Maria Marluce Caldas Bezerra se apresentou como pós-graduada em Direito Constitucional e Processual e integrante do Ministério Público de Alagoas desde 1986, tendo sido promovida a procuradora de Justiça em 2021. “Estou aqui tomada por um sentimento que vai além da formalidade institucional, uma emoção genuína de quem percorreu longa jornada na vida pública. Esse momento representa, para mim, não apenas mais uma etapa do processo, mas a expressão viva da cidadania brasileira”, afirmou.
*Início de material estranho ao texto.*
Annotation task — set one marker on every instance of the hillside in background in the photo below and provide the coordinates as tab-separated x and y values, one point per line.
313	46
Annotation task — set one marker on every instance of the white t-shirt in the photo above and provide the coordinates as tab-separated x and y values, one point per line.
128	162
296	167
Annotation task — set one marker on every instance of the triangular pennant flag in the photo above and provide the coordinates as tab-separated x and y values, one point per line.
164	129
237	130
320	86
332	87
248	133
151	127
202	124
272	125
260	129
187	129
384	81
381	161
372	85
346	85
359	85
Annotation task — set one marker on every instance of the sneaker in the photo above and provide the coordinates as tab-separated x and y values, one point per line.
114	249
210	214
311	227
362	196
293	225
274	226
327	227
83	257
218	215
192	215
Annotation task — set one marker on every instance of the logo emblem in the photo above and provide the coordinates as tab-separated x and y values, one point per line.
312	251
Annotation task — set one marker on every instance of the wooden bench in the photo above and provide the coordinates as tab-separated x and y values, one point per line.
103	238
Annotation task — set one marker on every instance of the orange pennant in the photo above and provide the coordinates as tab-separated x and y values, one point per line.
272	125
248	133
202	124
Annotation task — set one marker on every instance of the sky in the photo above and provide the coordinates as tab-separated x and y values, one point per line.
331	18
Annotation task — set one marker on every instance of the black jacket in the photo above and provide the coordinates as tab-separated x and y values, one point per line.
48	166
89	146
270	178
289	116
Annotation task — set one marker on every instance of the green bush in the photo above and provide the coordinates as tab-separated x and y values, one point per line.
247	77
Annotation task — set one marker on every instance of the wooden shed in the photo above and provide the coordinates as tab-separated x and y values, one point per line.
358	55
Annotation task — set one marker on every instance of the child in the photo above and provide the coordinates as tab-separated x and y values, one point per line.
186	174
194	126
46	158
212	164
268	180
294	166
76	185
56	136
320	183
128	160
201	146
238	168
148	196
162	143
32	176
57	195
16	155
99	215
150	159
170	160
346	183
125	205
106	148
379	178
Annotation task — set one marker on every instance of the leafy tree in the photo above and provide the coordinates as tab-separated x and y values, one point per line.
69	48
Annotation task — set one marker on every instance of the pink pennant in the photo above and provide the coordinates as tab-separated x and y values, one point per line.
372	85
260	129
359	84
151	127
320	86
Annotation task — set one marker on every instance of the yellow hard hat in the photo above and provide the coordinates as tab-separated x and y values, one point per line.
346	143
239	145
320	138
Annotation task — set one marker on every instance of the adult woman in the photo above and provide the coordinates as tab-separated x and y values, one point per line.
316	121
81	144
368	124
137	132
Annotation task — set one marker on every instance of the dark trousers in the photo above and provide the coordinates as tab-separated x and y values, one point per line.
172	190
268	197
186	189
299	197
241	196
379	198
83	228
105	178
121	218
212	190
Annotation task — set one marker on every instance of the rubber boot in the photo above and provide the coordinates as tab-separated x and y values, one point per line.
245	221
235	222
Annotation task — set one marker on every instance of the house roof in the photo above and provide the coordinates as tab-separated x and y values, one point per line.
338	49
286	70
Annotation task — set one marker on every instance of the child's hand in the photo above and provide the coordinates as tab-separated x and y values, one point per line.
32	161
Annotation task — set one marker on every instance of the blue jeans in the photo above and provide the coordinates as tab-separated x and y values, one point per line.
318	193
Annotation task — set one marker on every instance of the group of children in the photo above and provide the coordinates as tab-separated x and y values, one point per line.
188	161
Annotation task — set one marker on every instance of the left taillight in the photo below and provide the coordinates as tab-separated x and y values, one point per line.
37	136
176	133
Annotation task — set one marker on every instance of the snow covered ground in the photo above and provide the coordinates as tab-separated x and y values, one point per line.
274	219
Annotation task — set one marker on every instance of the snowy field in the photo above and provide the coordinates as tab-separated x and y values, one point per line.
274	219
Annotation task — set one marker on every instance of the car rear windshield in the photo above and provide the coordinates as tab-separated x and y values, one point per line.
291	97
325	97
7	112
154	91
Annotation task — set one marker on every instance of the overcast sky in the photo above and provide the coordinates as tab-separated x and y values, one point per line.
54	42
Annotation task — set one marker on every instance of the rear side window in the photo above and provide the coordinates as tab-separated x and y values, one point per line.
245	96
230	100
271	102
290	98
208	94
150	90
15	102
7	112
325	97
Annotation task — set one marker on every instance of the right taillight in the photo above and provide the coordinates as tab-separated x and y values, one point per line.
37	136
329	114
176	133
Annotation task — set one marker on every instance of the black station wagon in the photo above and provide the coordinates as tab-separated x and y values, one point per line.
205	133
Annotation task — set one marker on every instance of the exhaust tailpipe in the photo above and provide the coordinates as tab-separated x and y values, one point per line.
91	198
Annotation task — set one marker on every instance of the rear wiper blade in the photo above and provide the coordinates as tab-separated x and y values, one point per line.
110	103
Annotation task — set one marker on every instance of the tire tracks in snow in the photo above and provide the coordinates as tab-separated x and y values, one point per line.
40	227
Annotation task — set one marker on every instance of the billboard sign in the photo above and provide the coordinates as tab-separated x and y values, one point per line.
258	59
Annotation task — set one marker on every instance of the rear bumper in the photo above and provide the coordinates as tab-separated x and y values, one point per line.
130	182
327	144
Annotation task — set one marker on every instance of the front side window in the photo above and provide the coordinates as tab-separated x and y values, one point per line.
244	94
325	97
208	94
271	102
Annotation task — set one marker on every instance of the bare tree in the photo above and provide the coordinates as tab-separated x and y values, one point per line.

A procuradora de justiça disse que se sente honrada por ter sido indicada e tem muita disposição e empenho para trabalhar pelo país, caso seu nome seja aprovado. “Minha história é marcada pelo trabalho árduo e compromisso com a Justiça. Minha mãe foi a primeira mulher a exercer o cargo de prefeita na cidade de Ibateguara (AL), já depois dos 60 anos. “Herdei dela e da minha avó a obstinação”. frisou.

Ela defendeu, também, maior integração entre o Judiciário e outras instituições em relação a temas como abuso de autoridade e combate ao tráfico de drogas, sobretudo entre jovens e adolescentes.

Começou como professora

Conforme contou, em 1978, aos 18 anos, Marluce se tornou professora e foi contratada pelo Estado de Alagoas para dar aulas exatamente na escola em que havia estudado, o Colégio Bom Conselho. Naquele período, trabalhou como escrevente no cartório de Ibateguara. No mesmo ano em que começou a dar aulas, foi aprovada no vestibular para o curso de Direito da Universidade Federal de Alagoas (Ufal), que concluiu em 1982.

Com o diploma em mãos, Marluce exerceu a advocacia nas áreas civil e criminal no interior do Estado, foi agente administrativa e advogada na Companhia de Habitação Popular de Alagoas (Cohab/AL). Em 1983 passou no concurso para fiscal do trabalho e para promotora de Justiça do Ministério Público de Alagoas. Assumiu a vaga de promotora em 1986. Ao longo de sua carreira, passou por comarcas de Maceió e de cidades do interior.

Também exerceu, em Alagoas, os cargos de Secretária de Estado de Emprego e Renda, de abril a dezembro de 2002, e de Secretária de Estado da Mulher, da Cidadania e dos Direitos Humanos, de junho a dezembro de 2010. Além disso, lecionou Metodologia da Pesquisa Jurídica, Direito Penal, Processual Penal e Administrativo e participou da fundação e coordenação do núcleo de pesquisa jurídica da Faculdade de Direito do Centro de Estudos Superiores de Maceió (CESMAC/AL).